Voilà précisément où le bat blesse. La manière dont le récit est construit et dont la vie de Thomas est narrée me donna sans cesse l’impression que Catherine Cusset éprouve de violents remords de n’avoir pas compris l’incommensurable détresse de son ami et de n’avoir pas pu l’empêcher d’intenter à son existence. En effet, l’auteur s’adresse directement à Thomas par l’utilisation incessante (plusieurs fois par paragraphe) du mot « tu » et scande presque ses phrases dans un état d’urgence proche de l’oppression.
Ce procédé narratif, renforcé par le fait de suivre Thomas tout au long de sa vie, dans chacune de ses activités (y compris lors de ses relations sexuelles avec les différentes maîtresses et compagnes qui traversèrent sa vie) me mirent profondément mal à l’aise !
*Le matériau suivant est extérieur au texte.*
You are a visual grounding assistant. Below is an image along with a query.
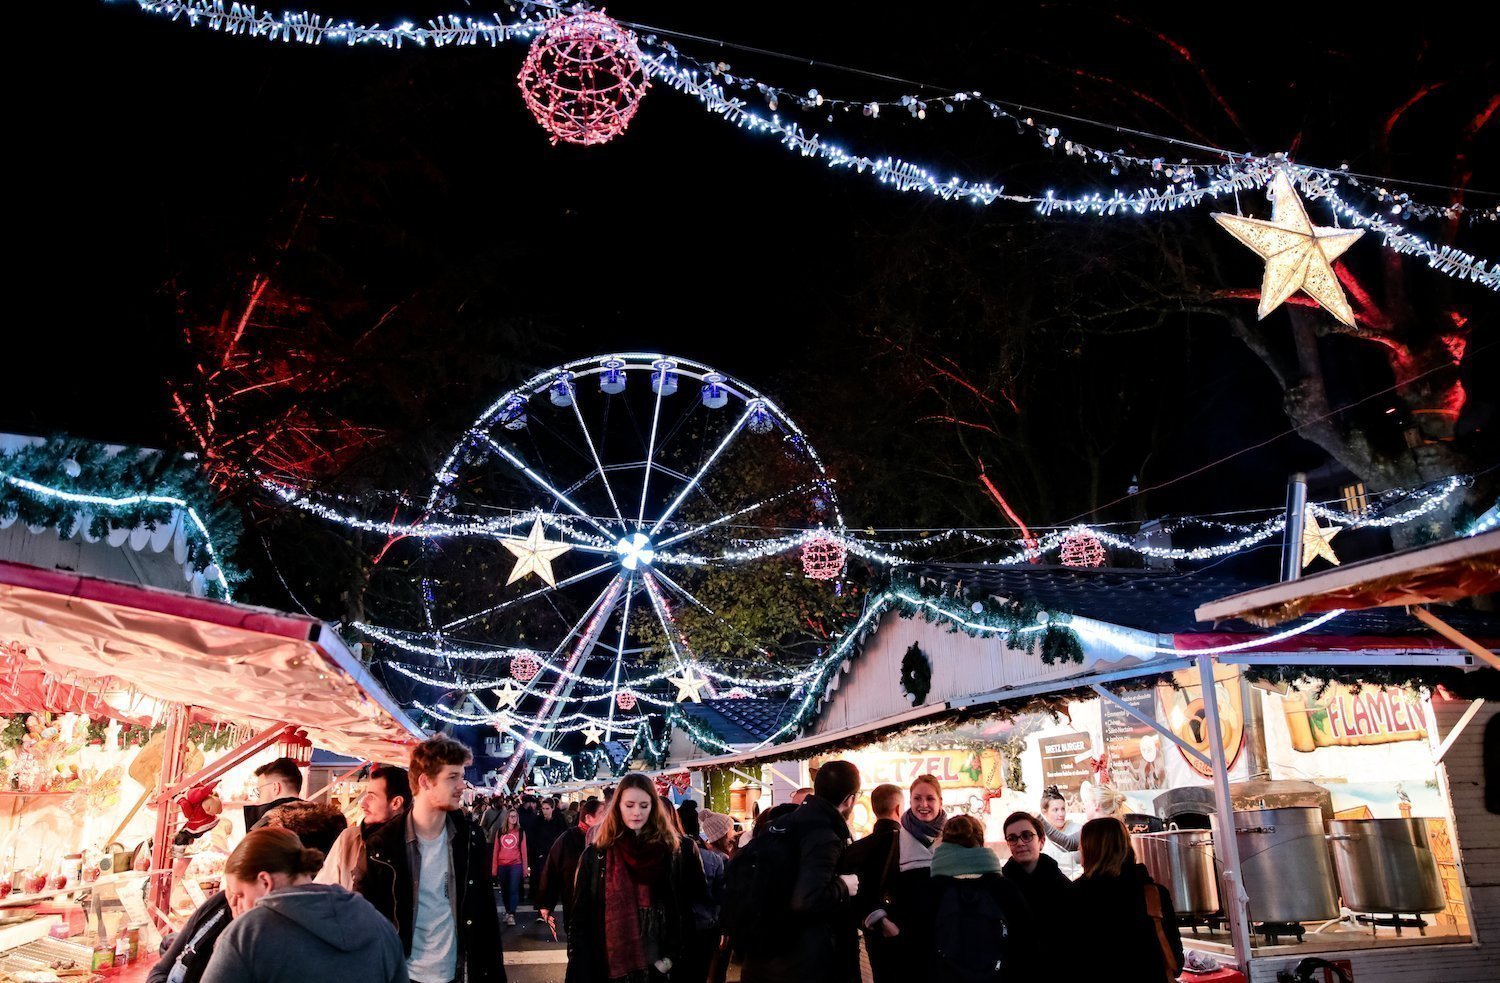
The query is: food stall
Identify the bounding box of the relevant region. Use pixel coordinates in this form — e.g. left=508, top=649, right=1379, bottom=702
left=0, top=558, right=424, bottom=979
left=676, top=533, right=1498, bottom=983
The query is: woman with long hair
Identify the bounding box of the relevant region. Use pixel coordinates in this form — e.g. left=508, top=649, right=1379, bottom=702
left=493, top=808, right=529, bottom=927
left=1067, top=818, right=1183, bottom=983
left=199, top=828, right=404, bottom=983
left=567, top=773, right=705, bottom=983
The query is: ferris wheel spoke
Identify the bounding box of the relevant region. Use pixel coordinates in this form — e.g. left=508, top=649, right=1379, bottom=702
left=650, top=567, right=778, bottom=663
left=604, top=576, right=635, bottom=739
left=653, top=481, right=820, bottom=552
left=639, top=572, right=691, bottom=673
left=649, top=402, right=756, bottom=536
left=636, top=370, right=667, bottom=530
left=440, top=559, right=617, bottom=632
left=568, top=397, right=628, bottom=529
left=473, top=432, right=616, bottom=539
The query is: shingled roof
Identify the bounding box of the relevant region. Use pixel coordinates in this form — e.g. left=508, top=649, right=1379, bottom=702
left=679, top=697, right=792, bottom=746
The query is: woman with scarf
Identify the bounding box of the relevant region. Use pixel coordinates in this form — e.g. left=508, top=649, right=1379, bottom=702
left=867, top=774, right=946, bottom=976
left=922, top=814, right=1039, bottom=980
left=568, top=773, right=706, bottom=983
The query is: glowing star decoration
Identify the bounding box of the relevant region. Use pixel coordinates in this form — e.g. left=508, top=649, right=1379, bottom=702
left=501, top=519, right=572, bottom=586
left=582, top=724, right=605, bottom=745
left=517, top=10, right=649, bottom=146
left=492, top=680, right=523, bottom=710
left=670, top=669, right=708, bottom=703
left=1213, top=172, right=1366, bottom=328
left=1301, top=505, right=1341, bottom=569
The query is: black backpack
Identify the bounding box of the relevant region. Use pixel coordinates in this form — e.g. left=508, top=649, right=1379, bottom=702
left=720, top=821, right=800, bottom=951
left=933, top=877, right=1010, bottom=982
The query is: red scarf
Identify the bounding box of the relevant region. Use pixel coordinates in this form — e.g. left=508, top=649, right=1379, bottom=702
left=604, top=833, right=671, bottom=979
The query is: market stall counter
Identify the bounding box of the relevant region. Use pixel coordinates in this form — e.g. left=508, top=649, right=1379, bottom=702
left=0, top=558, right=425, bottom=979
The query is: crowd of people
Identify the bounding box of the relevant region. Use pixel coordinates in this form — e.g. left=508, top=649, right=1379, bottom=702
left=149, top=745, right=1184, bottom=983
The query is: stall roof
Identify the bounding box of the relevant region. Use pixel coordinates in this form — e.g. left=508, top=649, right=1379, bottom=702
left=907, top=560, right=1499, bottom=639
left=681, top=700, right=954, bottom=771
left=678, top=698, right=792, bottom=746
left=1195, top=531, right=1500, bottom=626
left=0, top=559, right=424, bottom=761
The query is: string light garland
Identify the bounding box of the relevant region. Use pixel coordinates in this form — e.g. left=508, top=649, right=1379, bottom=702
left=111, top=2, right=1498, bottom=290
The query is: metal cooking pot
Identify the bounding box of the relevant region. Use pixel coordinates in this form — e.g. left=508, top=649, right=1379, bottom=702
left=1134, top=829, right=1219, bottom=916
left=1327, top=818, right=1445, bottom=914
left=1214, top=806, right=1339, bottom=924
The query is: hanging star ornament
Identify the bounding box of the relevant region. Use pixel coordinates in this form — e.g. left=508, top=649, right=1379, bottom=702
left=1212, top=171, right=1365, bottom=328
left=582, top=724, right=605, bottom=745
left=670, top=669, right=708, bottom=703
left=492, top=680, right=522, bottom=709
left=501, top=518, right=573, bottom=586
left=1301, top=506, right=1341, bottom=569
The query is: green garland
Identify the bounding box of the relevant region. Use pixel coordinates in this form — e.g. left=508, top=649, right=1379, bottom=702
left=887, top=577, right=1085, bottom=665
left=0, top=436, right=242, bottom=597
left=1244, top=664, right=1500, bottom=701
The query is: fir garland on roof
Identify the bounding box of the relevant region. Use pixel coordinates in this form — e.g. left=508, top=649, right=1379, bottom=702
left=0, top=435, right=242, bottom=596
left=888, top=574, right=1084, bottom=665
N’étais-je pas en train de rentrer par effraction dans une intimité partagée par Thomas et Catherine ? Le « tu » s’adresse bien à lui, pas aux lecteurs. Ne font-ils pas, dès lors, preuve d’un voyeurisme malsain ? Jamais je ne parvins à me défaire de cette sensation de guetter par le trou de la serrure. Circonstance aggravante : Catherine Cusset relate la réaction profondément blessée et meurtrie de Thomas lorsqu’elle lui fit lire un portrait qu’elle avait écrit de lui. De quel droit exposait-elle la vie de son ami au public ? Quid de celle des autres personnes dont elle parle qui, elles, doivent être encore vivantes ? Comment reconstitua-t-elle les très nombreuses scènes qu’elle décrit par le menu et dont elle ne fut pas le témoin ?
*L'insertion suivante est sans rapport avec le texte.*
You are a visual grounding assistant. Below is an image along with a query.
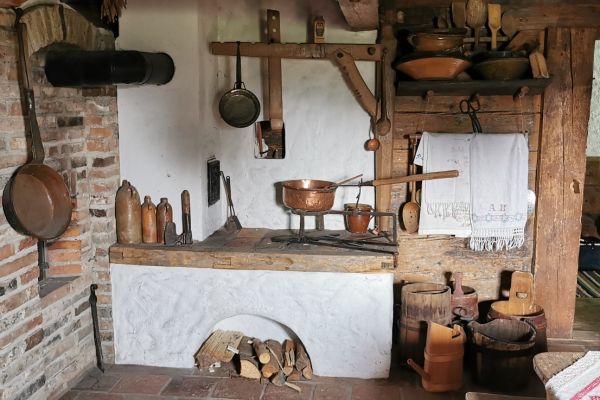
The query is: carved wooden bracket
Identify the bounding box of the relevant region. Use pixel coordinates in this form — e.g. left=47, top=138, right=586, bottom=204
left=337, top=0, right=380, bottom=31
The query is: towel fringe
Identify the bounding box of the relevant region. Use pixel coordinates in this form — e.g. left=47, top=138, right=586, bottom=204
left=470, top=228, right=525, bottom=251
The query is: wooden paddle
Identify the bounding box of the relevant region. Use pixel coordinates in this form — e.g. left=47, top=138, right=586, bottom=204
left=452, top=2, right=467, bottom=30
left=488, top=4, right=501, bottom=50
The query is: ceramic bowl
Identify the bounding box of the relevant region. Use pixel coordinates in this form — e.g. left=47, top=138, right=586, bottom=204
left=407, top=29, right=467, bottom=52
left=393, top=53, right=472, bottom=80
left=472, top=57, right=530, bottom=80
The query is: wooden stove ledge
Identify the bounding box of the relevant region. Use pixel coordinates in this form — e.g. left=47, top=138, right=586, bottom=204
left=109, top=228, right=395, bottom=274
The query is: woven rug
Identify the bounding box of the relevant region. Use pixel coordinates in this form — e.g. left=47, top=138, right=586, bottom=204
left=577, top=270, right=600, bottom=298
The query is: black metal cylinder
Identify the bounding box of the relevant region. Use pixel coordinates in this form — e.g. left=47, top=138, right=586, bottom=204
left=44, top=50, right=175, bottom=87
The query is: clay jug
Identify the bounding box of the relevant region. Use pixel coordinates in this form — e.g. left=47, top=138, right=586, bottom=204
left=156, top=198, right=173, bottom=244
left=115, top=180, right=142, bottom=244
left=141, top=196, right=157, bottom=244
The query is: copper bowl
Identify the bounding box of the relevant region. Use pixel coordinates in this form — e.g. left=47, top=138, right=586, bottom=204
left=281, top=179, right=336, bottom=212
left=407, top=29, right=467, bottom=52
left=394, top=53, right=472, bottom=80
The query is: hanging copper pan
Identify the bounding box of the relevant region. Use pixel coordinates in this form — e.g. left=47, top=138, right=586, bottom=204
left=3, top=20, right=72, bottom=240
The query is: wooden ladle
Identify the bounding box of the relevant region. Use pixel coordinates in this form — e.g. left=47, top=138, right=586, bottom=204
left=402, top=172, right=420, bottom=233
left=466, top=0, right=487, bottom=49
left=402, top=139, right=420, bottom=234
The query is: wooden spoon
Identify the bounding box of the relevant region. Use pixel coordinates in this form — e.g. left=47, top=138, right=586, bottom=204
left=374, top=49, right=391, bottom=136
left=488, top=4, right=501, bottom=50
left=466, top=0, right=487, bottom=49
left=402, top=173, right=420, bottom=234
left=402, top=140, right=420, bottom=234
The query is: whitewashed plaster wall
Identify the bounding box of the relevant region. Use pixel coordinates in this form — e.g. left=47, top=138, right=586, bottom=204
left=587, top=40, right=600, bottom=156
left=117, top=0, right=377, bottom=239
left=117, top=0, right=222, bottom=240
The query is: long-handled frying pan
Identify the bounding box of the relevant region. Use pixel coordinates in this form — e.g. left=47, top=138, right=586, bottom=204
left=218, top=41, right=261, bottom=128
left=2, top=19, right=72, bottom=240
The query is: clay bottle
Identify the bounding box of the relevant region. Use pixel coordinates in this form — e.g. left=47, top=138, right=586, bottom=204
left=156, top=198, right=173, bottom=244
left=115, top=180, right=142, bottom=244
left=141, top=196, right=157, bottom=244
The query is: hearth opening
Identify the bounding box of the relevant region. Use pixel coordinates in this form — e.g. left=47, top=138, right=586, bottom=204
left=195, top=319, right=313, bottom=393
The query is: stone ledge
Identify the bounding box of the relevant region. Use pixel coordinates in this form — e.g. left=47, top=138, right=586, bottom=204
left=39, top=275, right=80, bottom=309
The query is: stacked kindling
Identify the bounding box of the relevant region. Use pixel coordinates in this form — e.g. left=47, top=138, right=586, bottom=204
left=238, top=337, right=312, bottom=391
left=195, top=331, right=312, bottom=392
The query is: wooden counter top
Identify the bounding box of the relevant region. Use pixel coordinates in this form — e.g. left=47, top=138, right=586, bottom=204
left=109, top=228, right=396, bottom=274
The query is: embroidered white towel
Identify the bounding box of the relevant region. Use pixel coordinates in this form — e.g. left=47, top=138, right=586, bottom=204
left=417, top=132, right=472, bottom=237
left=545, top=351, right=600, bottom=400
left=469, top=133, right=528, bottom=251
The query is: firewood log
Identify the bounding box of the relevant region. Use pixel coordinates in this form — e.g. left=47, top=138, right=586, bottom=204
left=261, top=339, right=283, bottom=378
left=237, top=337, right=261, bottom=380
left=282, top=339, right=295, bottom=376
left=295, top=342, right=311, bottom=372
left=287, top=368, right=303, bottom=382
left=302, top=365, right=313, bottom=380
left=270, top=370, right=286, bottom=387
left=252, top=339, right=271, bottom=364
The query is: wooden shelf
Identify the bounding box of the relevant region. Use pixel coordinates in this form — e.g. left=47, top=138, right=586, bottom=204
left=395, top=78, right=552, bottom=97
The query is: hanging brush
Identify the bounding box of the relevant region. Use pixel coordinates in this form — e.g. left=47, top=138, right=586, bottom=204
left=101, top=0, right=127, bottom=23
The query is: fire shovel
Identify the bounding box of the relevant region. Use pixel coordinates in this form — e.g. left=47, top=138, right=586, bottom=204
left=221, top=172, right=242, bottom=231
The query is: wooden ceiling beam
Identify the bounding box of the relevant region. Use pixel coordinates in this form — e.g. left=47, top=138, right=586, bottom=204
left=338, top=0, right=379, bottom=31
left=389, top=1, right=600, bottom=29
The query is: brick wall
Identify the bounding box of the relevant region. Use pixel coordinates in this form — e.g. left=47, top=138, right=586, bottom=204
left=0, top=9, right=118, bottom=400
Le titre de l’ouvrage « L’autre qu’on adorait » suggère que Thomas était un homme charmant, hâbleur et très populaire. Si de fait, il était effectivement extrêmement intelligent, extraordinairement cultivé, capable d’actes d’une générosité confondante, séducteur, le livre décrit une succession d’échecs professionnels, de déboires amoureux, de calamités de toutes sortes, résultats des défauts à la hauteur des qualités de Thomas : violent, impulsif, arrogant, versatile ; tant et si bien la description de cet homme ne réussit qu’à me le rendre odieux. Le paradoxe, entre ce que je percevais et ce que le titre me faisait espérer, accentuait progressivement mon malaise.
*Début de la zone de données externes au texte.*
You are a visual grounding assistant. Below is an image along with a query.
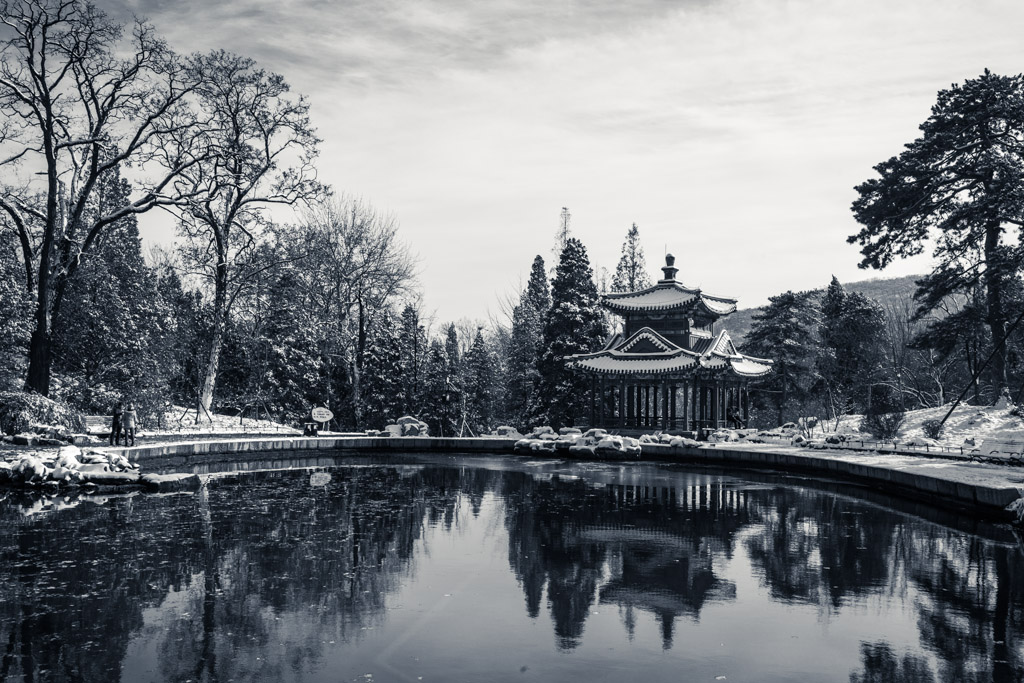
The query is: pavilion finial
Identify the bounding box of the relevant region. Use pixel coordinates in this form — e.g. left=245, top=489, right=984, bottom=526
left=661, top=253, right=678, bottom=282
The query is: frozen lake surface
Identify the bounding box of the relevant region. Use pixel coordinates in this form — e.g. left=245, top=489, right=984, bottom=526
left=1, top=454, right=1021, bottom=682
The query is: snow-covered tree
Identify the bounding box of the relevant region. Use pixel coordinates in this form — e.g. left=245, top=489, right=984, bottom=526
left=850, top=70, right=1024, bottom=400
left=51, top=168, right=170, bottom=417
left=745, top=291, right=818, bottom=426
left=611, top=223, right=652, bottom=293
left=465, top=329, right=497, bottom=433
left=398, top=303, right=428, bottom=416
left=0, top=228, right=31, bottom=390
left=506, top=255, right=549, bottom=428
left=535, top=238, right=607, bottom=429
left=359, top=311, right=405, bottom=429
left=421, top=338, right=462, bottom=436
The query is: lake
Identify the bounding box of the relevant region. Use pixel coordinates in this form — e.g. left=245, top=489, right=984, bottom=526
left=0, top=454, right=1021, bottom=682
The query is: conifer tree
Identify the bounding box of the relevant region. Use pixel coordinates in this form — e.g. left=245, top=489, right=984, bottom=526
left=398, top=304, right=428, bottom=416
left=421, top=339, right=461, bottom=436
left=611, top=223, right=652, bottom=293
left=0, top=231, right=31, bottom=390
left=465, top=329, right=497, bottom=433
left=850, top=70, right=1024, bottom=400
left=52, top=168, right=169, bottom=415
left=359, top=311, right=405, bottom=429
left=535, top=238, right=608, bottom=429
left=745, top=291, right=818, bottom=426
left=506, top=255, right=550, bottom=428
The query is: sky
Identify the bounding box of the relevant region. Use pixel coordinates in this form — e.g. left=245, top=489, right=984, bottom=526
left=109, top=0, right=1024, bottom=324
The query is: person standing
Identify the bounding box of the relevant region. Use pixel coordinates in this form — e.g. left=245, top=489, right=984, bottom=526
left=122, top=403, right=138, bottom=447
left=110, top=403, right=124, bottom=446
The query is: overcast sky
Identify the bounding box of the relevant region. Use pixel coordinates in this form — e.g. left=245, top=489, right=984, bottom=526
left=110, top=0, right=1024, bottom=323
Seulement voilà, Thomas était malade. Il était bipolaire et ne le découvrit que très tardivement. Nombre de ses échecs ne lui étaient donc pas directement imputables. Le lecteur ne le découvre qu’aux deux tiers du récit. L’écriture de Catherine Cusset se relâche quelque peu, la sensation d’oppression du lecteur s’estompe, la description des symptômes pique la curiosité et éclaire la vie de Thomas d’une lumière bien plus chaleureuse mais, à mes yeux, le mal était irréparable si Thomas ne me semblait plus odieux, je ne parvins pas à le trouver sympathique. Je me sentais toujours comme un voyeur malsain.
Puisque Catherine Cusset bouleversa l’ordre chronologique pour annoncer d’emblée le suicide de Thomas, peut-être aurait-elle dû le faire aussi pour annoncer au début de l’ouvrage le diagnostic ?
Si je la croisais un jour, au hasard des séances de dédicace, me répondrait-elle que ce choix fut dicté pour tenter de rendre ce que Thomas et son entourage ressentirent durant des décennies alors qu’ils ignoraient tout de sa bipolarité ? Je ne s’en sais évidemment rien mais j’avoue ma curiosité de connaître la réponse.
Pour conclure, formulons des vœux pour que le succès du livre permette de mieux faire connaître cette maladie mais aussi et surtout à Catherine Cusset d’être définitivement apaisée dans sa relation à Thomas.